If Andersen's adopted genre is the urban noir, complete with suitably hardboiled voiceovers, Zizek's is a mix of melodrama and comedy — the latter being distinctly of the stand-up variety. Did you hear the one about the id, the ego, and the superego? They got stirred up in Duck Soup, and Groucho floated to the top. (Or did he? A critic acquaintance of mine has begged to differ, arguing that Groucho is too unhinged to serve as mediator of a pillow fight, much less of the psyche.) Zizek, defying the critic du jour, generally resists the rule of thumb — although he does teasingly allow that Dead of Night is "wonderful," that Blue is the brightest of Kieslowski's "Three Colors," that the heretofore unrevived Alien Resurrection is finally ready to burst out of Fox's chest and into the cultist's canon.

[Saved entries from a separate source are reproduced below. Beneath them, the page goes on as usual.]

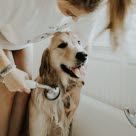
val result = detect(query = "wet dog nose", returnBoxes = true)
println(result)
[76,52,88,62]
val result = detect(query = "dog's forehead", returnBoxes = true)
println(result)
[48,32,80,50]
[61,32,78,41]
[53,32,78,43]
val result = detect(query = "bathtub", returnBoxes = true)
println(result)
[73,94,136,136]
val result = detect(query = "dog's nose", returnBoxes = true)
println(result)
[76,52,88,62]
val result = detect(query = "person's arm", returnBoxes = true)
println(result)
[0,49,11,70]
[0,49,30,93]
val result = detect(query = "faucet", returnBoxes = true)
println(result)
[124,108,136,128]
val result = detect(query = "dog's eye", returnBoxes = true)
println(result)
[58,43,68,48]
[78,41,81,44]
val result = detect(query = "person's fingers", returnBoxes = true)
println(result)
[22,72,31,93]
[17,69,29,80]
[24,87,31,94]
[19,83,31,93]
[9,89,16,93]
[18,89,23,92]
[9,87,30,93]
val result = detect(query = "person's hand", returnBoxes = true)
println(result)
[63,66,86,118]
[3,68,31,93]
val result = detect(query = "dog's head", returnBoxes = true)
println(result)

Hmmm. Is there not some foreign creature that yearns to explode out of Zizek's head? Catholic as this critic's tastes may be, his Pervert's Guide plays it straight in more ways than one. Norman's unmistakably swishy traipse up from the ground floor (i.e., from ego to superego) passes without comment — as does the vast majority of cinema that isn't white European. Thanks for the wonders of modern technology, whereby even rural Mali has a laptop rep house, the reach of this psychoanalytic critic is global (at least in theory), but the strength of his grasp leaves something to be desired. Maybe the Mother of all film theorists should take a trip out of the cellar.